By Jeanne Starmack
The city will try to collect about $200,000 in overdue water bills in September, said city administrator Lew Jackson.
City councilwoman Juanita Rich, who heads council’s Public Utilities and Waterworks Committee, said some delinquencies are “$500, $700.”
“There’s no reason for this,” she said Monday. “[The city needs] to start collecting those bills.”
The delinquencies in question are from current, active water accounts, she said.
There are accounts, she said, that are always behind.
“They’d pay a little on past bills, but they’d never catch up,” She said. “You can’t continue to do that forever.”
Jackson said the city sends 30-day shut-off notices to water customers who have at least $50 past due, but some people will pay only part of their bill and avoid the shut-off. The unpaid portions accumulate, he said.
He also said that some of the higher delinquencies Rich noted are because of broken water pipes, and he is working with people on those accounts.
Jackson said the city will run a notice in a local newspaper and on public access TV Channel 19 that people whose water accounts are delinquent must pay them by a certain date, or the city will shut off their water. He believes the date will be sometime in mid- September.
He said the notice will not include delinquent- account-holders’ names and addresses on the advice of the city’s law director.
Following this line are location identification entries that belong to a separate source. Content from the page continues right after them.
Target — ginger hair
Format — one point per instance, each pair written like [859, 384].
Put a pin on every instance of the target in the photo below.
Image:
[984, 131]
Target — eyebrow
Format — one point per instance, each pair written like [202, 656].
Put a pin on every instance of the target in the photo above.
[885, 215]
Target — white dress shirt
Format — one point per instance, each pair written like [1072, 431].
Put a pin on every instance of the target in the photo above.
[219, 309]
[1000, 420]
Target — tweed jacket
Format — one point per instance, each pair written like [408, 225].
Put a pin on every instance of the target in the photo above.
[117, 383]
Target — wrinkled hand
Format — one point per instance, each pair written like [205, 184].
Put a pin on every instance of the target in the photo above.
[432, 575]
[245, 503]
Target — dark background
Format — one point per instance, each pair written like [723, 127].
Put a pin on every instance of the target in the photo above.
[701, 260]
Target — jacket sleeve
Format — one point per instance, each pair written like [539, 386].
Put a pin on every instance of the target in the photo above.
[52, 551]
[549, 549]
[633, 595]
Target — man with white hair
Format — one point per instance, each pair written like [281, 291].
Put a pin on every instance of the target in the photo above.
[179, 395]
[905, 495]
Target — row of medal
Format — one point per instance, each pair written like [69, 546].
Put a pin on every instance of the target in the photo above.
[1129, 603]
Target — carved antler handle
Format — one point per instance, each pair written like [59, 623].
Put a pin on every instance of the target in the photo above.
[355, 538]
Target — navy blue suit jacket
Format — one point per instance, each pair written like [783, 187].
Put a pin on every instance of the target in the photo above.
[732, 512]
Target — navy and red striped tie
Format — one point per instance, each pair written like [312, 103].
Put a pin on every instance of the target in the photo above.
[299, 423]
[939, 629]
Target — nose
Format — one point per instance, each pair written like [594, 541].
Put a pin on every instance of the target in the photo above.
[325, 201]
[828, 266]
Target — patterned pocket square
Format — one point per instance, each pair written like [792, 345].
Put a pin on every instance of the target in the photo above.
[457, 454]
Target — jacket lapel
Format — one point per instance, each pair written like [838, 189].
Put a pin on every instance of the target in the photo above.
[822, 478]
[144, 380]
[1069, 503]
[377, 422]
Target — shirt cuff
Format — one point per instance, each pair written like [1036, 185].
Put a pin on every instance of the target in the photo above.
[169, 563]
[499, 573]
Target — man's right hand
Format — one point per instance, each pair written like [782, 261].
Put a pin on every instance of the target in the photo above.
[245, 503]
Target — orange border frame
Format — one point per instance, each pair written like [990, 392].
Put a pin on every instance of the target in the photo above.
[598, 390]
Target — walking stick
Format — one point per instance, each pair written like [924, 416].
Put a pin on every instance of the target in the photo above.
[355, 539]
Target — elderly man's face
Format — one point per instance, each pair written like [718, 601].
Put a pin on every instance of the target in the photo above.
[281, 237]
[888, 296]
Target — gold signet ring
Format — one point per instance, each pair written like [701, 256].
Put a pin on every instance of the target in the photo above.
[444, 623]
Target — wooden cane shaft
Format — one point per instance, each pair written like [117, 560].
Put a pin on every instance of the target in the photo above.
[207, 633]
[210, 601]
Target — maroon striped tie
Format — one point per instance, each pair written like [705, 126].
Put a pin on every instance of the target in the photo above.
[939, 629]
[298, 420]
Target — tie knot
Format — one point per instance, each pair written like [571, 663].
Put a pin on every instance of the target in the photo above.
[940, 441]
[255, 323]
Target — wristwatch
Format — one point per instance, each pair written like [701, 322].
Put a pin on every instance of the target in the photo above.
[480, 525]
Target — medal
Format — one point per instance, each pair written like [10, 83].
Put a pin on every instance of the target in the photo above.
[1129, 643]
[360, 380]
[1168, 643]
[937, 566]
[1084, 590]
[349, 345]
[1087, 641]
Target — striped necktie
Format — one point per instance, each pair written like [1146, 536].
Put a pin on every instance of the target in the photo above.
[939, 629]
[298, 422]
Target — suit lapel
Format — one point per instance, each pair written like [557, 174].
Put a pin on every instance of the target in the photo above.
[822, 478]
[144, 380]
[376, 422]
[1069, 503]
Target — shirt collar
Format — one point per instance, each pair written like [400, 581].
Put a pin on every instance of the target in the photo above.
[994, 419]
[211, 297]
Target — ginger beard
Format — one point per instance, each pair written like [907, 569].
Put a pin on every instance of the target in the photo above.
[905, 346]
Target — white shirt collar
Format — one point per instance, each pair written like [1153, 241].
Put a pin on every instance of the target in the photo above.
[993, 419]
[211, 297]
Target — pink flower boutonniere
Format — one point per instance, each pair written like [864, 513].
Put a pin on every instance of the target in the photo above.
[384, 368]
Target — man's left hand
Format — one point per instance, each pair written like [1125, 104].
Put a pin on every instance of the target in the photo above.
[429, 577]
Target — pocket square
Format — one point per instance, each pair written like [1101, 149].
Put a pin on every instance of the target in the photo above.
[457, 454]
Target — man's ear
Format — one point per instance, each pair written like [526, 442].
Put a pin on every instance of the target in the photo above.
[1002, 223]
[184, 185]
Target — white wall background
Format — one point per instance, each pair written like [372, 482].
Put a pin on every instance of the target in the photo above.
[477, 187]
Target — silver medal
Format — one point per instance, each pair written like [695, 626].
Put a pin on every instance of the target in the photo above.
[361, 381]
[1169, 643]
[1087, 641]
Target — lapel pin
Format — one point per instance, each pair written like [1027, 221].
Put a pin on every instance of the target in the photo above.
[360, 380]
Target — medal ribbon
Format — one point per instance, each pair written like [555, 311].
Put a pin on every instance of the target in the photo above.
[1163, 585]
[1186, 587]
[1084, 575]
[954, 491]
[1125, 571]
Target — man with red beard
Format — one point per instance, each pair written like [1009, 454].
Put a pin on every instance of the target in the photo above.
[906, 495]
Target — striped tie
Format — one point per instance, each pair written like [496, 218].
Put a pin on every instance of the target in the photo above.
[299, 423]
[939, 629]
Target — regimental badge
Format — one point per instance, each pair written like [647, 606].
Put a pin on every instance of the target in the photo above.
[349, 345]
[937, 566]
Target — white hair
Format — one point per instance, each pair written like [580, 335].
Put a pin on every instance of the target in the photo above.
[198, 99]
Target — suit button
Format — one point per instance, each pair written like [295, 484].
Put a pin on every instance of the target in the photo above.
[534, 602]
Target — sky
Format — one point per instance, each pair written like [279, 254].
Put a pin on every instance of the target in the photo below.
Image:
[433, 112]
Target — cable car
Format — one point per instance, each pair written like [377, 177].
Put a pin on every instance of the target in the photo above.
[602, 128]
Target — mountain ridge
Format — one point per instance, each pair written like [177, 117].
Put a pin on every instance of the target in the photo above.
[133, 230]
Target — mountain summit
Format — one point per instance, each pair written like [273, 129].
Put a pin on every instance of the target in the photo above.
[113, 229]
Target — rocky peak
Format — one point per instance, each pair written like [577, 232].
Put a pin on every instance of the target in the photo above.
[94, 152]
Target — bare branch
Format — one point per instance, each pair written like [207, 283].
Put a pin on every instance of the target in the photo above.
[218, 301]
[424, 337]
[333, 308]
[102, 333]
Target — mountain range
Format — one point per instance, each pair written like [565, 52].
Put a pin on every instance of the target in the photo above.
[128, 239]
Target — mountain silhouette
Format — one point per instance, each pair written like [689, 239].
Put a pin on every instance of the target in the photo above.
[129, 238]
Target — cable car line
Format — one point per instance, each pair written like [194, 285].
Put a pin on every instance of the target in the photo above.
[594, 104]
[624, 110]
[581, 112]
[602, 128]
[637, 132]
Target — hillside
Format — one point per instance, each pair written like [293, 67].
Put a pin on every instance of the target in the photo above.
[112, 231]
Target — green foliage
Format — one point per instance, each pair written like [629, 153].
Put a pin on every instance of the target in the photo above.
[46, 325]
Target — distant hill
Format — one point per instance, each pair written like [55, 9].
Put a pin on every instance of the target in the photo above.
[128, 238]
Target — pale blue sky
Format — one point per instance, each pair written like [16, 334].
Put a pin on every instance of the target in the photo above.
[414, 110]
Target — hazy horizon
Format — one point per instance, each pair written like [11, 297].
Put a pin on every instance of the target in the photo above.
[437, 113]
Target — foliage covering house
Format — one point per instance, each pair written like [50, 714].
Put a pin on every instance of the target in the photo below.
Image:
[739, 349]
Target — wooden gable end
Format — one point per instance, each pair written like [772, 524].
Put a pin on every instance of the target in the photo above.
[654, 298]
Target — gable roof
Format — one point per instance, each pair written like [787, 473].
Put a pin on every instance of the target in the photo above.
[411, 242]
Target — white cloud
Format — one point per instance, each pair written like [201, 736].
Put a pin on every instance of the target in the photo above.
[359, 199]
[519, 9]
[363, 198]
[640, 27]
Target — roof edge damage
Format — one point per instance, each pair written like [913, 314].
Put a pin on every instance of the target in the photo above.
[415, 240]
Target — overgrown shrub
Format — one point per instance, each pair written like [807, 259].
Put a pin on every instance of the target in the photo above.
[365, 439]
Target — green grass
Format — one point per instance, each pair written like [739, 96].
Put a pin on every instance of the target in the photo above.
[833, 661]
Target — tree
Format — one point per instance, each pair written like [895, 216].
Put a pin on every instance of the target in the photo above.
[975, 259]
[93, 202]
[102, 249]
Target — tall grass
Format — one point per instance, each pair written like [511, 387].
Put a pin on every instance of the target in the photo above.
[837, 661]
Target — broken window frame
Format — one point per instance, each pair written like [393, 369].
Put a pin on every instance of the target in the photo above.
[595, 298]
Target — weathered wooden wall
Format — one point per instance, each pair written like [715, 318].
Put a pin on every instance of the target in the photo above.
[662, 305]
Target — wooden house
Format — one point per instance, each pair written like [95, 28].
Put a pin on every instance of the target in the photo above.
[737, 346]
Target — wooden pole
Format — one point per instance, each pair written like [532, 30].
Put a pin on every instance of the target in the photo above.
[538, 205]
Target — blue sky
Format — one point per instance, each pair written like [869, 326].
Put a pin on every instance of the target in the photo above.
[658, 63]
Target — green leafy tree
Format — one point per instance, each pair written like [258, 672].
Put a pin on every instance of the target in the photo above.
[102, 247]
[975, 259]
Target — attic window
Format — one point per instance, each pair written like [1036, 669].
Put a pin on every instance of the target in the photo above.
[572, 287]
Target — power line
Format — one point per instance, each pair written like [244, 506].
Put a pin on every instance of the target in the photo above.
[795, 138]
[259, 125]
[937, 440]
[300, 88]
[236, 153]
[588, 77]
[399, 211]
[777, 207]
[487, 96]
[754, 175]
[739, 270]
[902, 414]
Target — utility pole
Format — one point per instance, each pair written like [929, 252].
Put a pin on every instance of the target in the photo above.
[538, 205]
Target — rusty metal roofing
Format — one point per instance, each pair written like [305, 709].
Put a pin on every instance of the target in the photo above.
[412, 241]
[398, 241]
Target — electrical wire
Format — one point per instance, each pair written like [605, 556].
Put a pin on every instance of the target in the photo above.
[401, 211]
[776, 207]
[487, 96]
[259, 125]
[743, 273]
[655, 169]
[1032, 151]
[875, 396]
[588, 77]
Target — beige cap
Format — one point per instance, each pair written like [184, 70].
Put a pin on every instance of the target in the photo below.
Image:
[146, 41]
Jackson said that the last time the city attempted to collect water-bill delinquencies was in April 2009, but he would like to run the notice every six months from now on.
Still, he said, there are people who have legitimate hardships.
“You almost have to go on a case-by-case basis,” he said.
The average water bill increased from $50 to $60 a month to $70 to $80 a month when rates went up in January 2009, he said.
Jackson said people should realize that their water bill also includes garbage pickup, storm-water management and sewer bills, and that’s why it might seem higher than water bills in other communities.